|Home | About | Journals | Submit | Contact Us | Français|
The construct validity of fresh human cadaver as a training tool has not been established previously. The aims of this study were to investigate the construct validity of fresh frozen human cadaver as a method of training in minimal access surgery and determine if novices can be rapidly trained using this model to a safe level of performance.
Junior surgical trainees, novices (<3 laparoscopic procedure performed) in laparoscopic surgery, performed 10 repetitions of a set of structured laparoscopic tasks on fresh frozen cadavers. Expert laparoscopists (>100 laparoscopic procedures) performed 3 repetitions of identical tasks. Performances were scored using a validated, objective Global Operative Assessment of Laparoscopic Skills scale. Scores for 3 consecutive repetitions were compared between experts and novices to determine construct validity. Furthermore, to determine if the novices reached a safe level, a trimmed mean of the experts score was used to define a benchmark.
Mann-Whitney U test was used for construct validity analysis and 1-sample t test to compare performances of the novice group with the benchmark safe score.
Ten novices and 2 experts were recruited. Four out of 5 tasks (nondominant to dominant hand transfer; simulated appendicectomy; intracorporeal and extracorporeal knot tying) showed construct validity. Novices’ scores became comparable to benchmark scores between the eighth and tenth repetition.
Minimal access surgical training using fresh frozen human cadavers appears to have construct validity. The laparoscopic skills of novices can be accelerated through to a safe level within 8 to 10 repetitions.
The history of using human cadavers for learning anatomy can be traced back to 1sixth century AD when Andrea Vesalius, referred to as the Father of Anatomy, published an epic on anatomical examination in 1543 AD, titled de humani corporis fabrica (on the fabric of the human body).1 Until recently, cadavers have been used for dissection and demonstration of anatomy but not to train in surgical procedures.1 This concept took a major revamp when the United Kingdom (UK) Human Tissue Act 2004 established standards and provided guidance to clinicians to carry out education and training using cadaveric materials. This allowed for research, education, and surgical skills training to be carried out on donors who bequeathed their bodies to medical science.

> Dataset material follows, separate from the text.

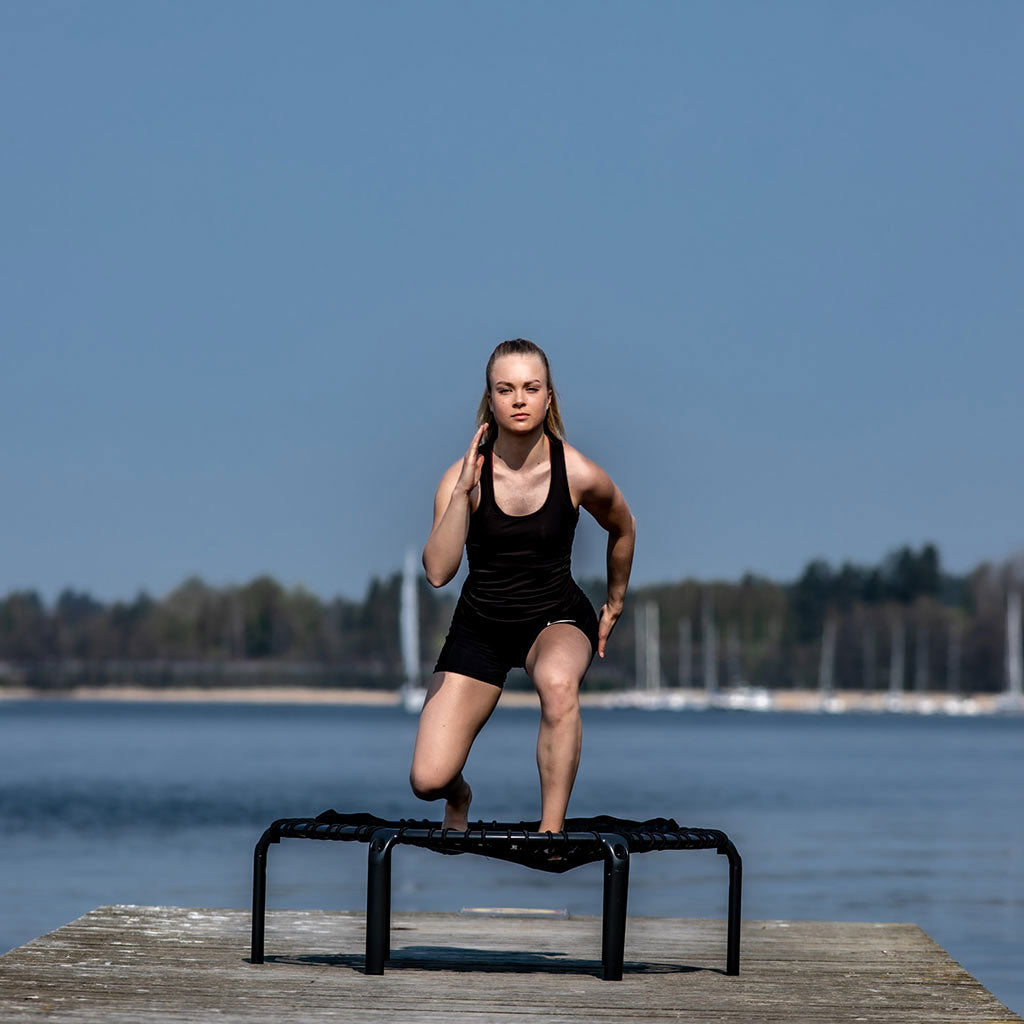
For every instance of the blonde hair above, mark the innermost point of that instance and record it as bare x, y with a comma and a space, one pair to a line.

Prior to implementation of any training tool, evaluation and validation of the tool and its parameters are mandatory.2 Construct validity can be defined as “evaluating a testing instrument based on the degree to which the test item identifies the quality, ability, or trait it was designed to measure.”3 This is usually done by measuring the performance in 2 groups that are hypothesized to differ in the skill being measured by the instrument (e.g., experienced surgeons and novices).2,4,5 There is a paucity of studies on human cadavers as a method of simulated training for laparoscopic procedures and none dealing specifically with construct validity or evaluating “fresh cadaver” as a training tool.6–9
There are multiple factors that will aid rapid acquisition of technical surgical skills, but evidence of the construct validity of fresh frozen cadaver (FFC) use in operative skills training has not been established to date. With both access to and availability of human cadavers being strictly controlled, it is also important to know how much exposure (e.g., number of repetitions of a particular procedure) is needed to reach an acceptable level of safety to operate on live subjects.

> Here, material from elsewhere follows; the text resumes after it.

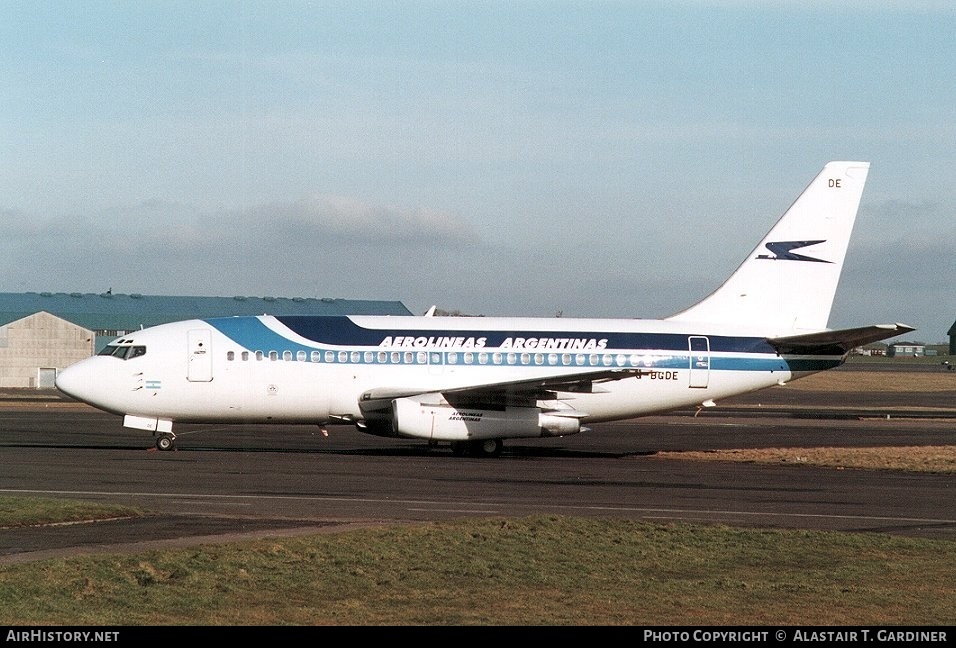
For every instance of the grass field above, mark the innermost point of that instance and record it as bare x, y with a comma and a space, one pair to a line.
528, 571
544, 570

The primary aim of the study was to assess the construct validity of FFC as a method of minimal access surgical skills training. A secondary aim was to identify how much exposure to this training medium, in terms of number of repetitions of a task, were required to see the skills of the novice rise to a predetermined safe level.

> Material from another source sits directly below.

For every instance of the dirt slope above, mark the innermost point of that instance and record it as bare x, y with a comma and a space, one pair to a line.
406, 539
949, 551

This was a single-center trial conducted in a Human Tissue Act-approved fresh cadaver laboratory in a UK teaching hospital. Appropriate ethical approval was obtained from the local research ethics committee. Recruitment to the study was through global E-mails sent to surgical trainees. Those who had previously performed >3 laparoscopic procedures were excluded from the novice group.
Ten junior surgical trainees (<2 y of surgical experience) who were novices in laparoscopic surgery and 2 experts, fully trained general surgeons (postlaparoscopic surgery fellowship and >100 laparoscopic procedures) with their practice composed primarily of minimal access surgery, were recruited. Neither experts nor novices had practiced on the cadaver model or were familiar with the structure of our curriculum before the study commenced.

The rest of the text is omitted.